While using the twitter API, I came across the oauth_signature which is basically a hash of the (request body + request parameters + nonces/timestamps + a consumer_secret). The consumer_secret is known only to the application that is sending the request.

In Twitter's case:

• all communication MUST happen over SSL.
• twitter issues the consumer_secret to each authorized application.

Since the primary use of the oauth_signature is to prevent MITMs (i.e. no tits (tampering in transit) :), it seems to me that this particular use case could be solved via Mutual SSL

• Twitter, instead of issuing the consumer_secret, can issue SSL certificates for each application.

While this idea of client ssl-certificates might seem like 1990s internet arcana, it was not successful largely because of the trouble in verifying the chain of trust for client certificates. That problem does not arise here because twitter would be the sole issuer AND verifier of the certificates. The drawback would be much more involved effort on Twitter's behalf to produce the initial application/client ssl certificates, but the payoff would be in the simplicity of the REST API, which can rest on the guarantee that the client is who he says he is.

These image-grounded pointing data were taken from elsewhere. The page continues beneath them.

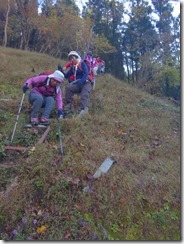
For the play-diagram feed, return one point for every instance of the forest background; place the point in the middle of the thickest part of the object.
(143, 49)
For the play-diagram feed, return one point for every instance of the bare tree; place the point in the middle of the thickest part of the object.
(6, 23)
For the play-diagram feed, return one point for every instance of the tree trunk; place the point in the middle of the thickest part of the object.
(6, 23)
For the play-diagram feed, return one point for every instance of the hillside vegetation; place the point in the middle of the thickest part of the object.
(41, 192)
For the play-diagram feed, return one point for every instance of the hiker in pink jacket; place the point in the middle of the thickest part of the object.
(44, 94)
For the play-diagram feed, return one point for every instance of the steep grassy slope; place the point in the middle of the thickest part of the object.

Note that twitter is just an example in this case. AFAIK, most other oauth implementors use a similar strategy, and the points here apply to any large scale OAuth implementor that already mandates SSL.

What am I missing here? Internet Inertia?

Answer 1

Mutual SSL certs, while a good idea, don't exactly solve the problem that OAuth is trying to solve. OAuth has two sets of tokens. One for the application (which could be replaced by the SSL certs), but also for the specific user. The SSL certs don't help when you are trying to determine if this authorized application is allowed to access this specific user.